D’ailleurs, que le privilège en soi constitue un danger pour les races, on le comprendra plus aisément si l’on se rappelle que le privilège est essentiellement une barrière pour la sélection. Les naturalistes nous ont rappelé que l’opération de la sélection, destinée à éliminer les échantillons défectueux d’une espèce, est nécessaire, non seulement pour que celle-ci progresse, mais pour qu’elle garde son rang ; qui dit arrêt de la sélection dit recul de l’espèce[1]. Or l’essence d’un privilège social n’est-elle pas de soustraire les descendants d’un certain nombre de souches à la sélection naturelle ? Les rejetons de la classe privilégiée ne grandiront pas en pleine terre, mais en serre chaude ; ils n’auront pas à lutter pour se faire une place au soleil ; ceux d’entre eux que la nature eût peut-être éliminés seront, de par la tutelle spéciale dont ils jouissent, soigneusement entourés, abrités, aidés à survivre.

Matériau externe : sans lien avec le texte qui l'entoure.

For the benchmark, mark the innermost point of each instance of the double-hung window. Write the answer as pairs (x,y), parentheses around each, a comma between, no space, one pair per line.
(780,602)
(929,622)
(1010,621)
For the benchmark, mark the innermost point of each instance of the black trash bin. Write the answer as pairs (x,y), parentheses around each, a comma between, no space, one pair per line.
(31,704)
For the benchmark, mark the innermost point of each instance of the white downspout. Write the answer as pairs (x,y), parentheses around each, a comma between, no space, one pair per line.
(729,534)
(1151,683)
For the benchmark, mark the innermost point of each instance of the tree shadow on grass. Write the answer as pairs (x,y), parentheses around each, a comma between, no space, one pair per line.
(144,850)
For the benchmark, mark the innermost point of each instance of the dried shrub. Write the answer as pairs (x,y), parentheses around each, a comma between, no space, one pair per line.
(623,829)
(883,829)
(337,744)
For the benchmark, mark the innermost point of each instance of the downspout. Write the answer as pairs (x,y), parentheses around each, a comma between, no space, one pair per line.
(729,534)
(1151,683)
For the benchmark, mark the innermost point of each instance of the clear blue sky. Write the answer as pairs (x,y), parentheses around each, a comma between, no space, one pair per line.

Et certes — on l’a bien des fois noté — l’institution peut avoir ses avantages sociaux. Elle écarte de la jeune plante les cailloux et les ronces ; elle lui permet de donner de bonne heure tous ses fruits. Ainsi s’explique, sans doute, l’élévation précoce des Canning, des Peel, des Palmerston, des Glad-

  1. V. plus haut la théorie de Weismann, p. 51.